ほっとけやん 第80話

わかやま新報2014年1月9日掲載

夢に向かって頑張れ!

ソーシャルファームピネル 山本 哲士

去る12月5日、麦の郷本部が所在する地域の西和佐小学校6年生が麦の郷にやってきました。これは毎年恒例になっていて、もう10年を越えました。
まずはクリーニング工場、パン工場等の見学。すでに19回実施されている「西和佐地区・麦の郷夏祭り」には遊びにきてくれた子ども達も障害を持っている人たちが仕事をしている姿を見るのは初めてですので、実際目で見ることで色んなことを感じてくれたと思います。
次に画家であり、重度身体障害者でもある宮崎幸子さんとの対談。宮崎さんは脳性マヒのために身体の自由がきかず、わずかに動く薬指と小指で筆をはさみ、絵を描かれます。今回は作品を自宅からもってきてもらいました。その絵を描くのに数カ月をかけ、身体的にとても厳しい作業なのですが、完成したときに宮崎さんは絵に「ありがとう」と…。宮崎さんが子どもの頃は重度障害者は学校に通う権利をはく奪されていました。友だちもなく、ずっと在宅だった彼女は絵を描くことで初めて友達ができたと感じたのだと。だから「ありがとう」の言葉が出るのだと教えてくれました。そして宮崎さんは子ども達に「将来の夢は何?」と問いかけ、子ども達も大工やスポーツ選手、花屋さん等々発表してくれ、「夢に向かって頑張って!!」とエールを送られました。

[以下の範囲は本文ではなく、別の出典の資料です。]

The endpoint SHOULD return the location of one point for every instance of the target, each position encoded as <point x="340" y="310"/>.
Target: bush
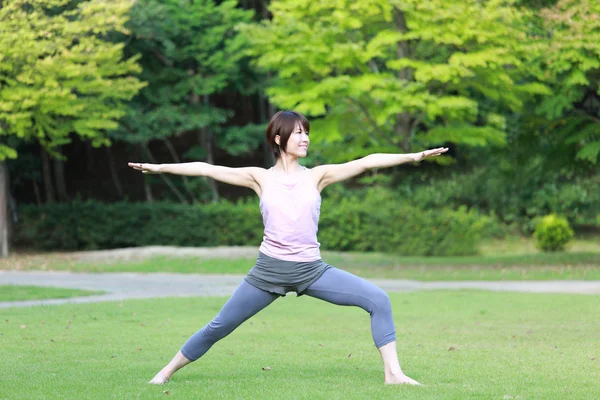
<point x="552" y="233"/>
<point x="375" y="220"/>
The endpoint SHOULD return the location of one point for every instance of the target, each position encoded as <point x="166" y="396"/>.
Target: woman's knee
<point x="381" y="300"/>
<point x="218" y="329"/>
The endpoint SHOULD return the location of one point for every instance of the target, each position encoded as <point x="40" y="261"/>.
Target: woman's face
<point x="298" y="142"/>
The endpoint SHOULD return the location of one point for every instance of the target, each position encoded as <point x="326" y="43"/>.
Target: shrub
<point x="375" y="220"/>
<point x="552" y="233"/>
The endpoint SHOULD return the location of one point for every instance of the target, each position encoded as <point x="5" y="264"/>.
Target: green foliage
<point x="394" y="73"/>
<point x="58" y="72"/>
<point x="567" y="55"/>
<point x="515" y="194"/>
<point x="190" y="52"/>
<point x="552" y="233"/>
<point x="378" y="222"/>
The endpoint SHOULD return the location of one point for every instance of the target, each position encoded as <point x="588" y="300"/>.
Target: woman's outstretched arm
<point x="333" y="173"/>
<point x="247" y="176"/>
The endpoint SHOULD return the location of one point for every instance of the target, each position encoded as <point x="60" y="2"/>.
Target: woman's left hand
<point x="430" y="153"/>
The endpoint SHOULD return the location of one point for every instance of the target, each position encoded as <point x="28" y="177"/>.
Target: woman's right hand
<point x="146" y="168"/>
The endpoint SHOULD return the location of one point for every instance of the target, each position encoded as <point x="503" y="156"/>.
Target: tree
<point x="59" y="75"/>
<point x="191" y="53"/>
<point x="568" y="57"/>
<point x="384" y="74"/>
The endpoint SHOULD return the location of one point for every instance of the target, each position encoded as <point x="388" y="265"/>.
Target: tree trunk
<point x="59" y="178"/>
<point x="36" y="191"/>
<point x="173" y="152"/>
<point x="265" y="116"/>
<point x="165" y="178"/>
<point x="113" y="173"/>
<point x="148" y="191"/>
<point x="47" y="177"/>
<point x="402" y="127"/>
<point x="3" y="210"/>
<point x="206" y="141"/>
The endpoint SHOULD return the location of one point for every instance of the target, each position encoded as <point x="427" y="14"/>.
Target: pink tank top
<point x="290" y="207"/>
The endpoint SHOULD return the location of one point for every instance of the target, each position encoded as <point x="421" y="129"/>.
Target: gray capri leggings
<point x="334" y="286"/>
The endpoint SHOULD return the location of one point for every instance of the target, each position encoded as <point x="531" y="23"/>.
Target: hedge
<point x="377" y="222"/>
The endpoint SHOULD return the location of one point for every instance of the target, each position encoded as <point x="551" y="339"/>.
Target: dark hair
<point x="282" y="124"/>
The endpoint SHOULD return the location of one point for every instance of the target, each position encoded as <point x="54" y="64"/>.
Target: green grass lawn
<point x="17" y="292"/>
<point x="460" y="345"/>
<point x="540" y="267"/>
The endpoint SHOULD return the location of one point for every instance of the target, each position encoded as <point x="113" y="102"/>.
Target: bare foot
<point x="400" y="379"/>
<point x="159" y="379"/>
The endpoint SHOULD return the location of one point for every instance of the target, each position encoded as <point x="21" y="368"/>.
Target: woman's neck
<point x="287" y="164"/>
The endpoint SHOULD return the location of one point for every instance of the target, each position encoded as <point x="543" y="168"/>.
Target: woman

最後に一人ずつ宮崎さんと握手をしてお別れでしたが、子ども達それぞれに勇気がわいたのではと感じました。
障害があるなしに関わらず、生きていくにはいろんな苦難を乗り越えていかなければなりません。今回の見学・対談が子ども達の心のバネになってくれることを願っています。
先日子ども達から宮崎さんへのお礼の色紙が届きました。そこに書かれていたのは「夢に向かって頑張ります」という力強い言葉でした。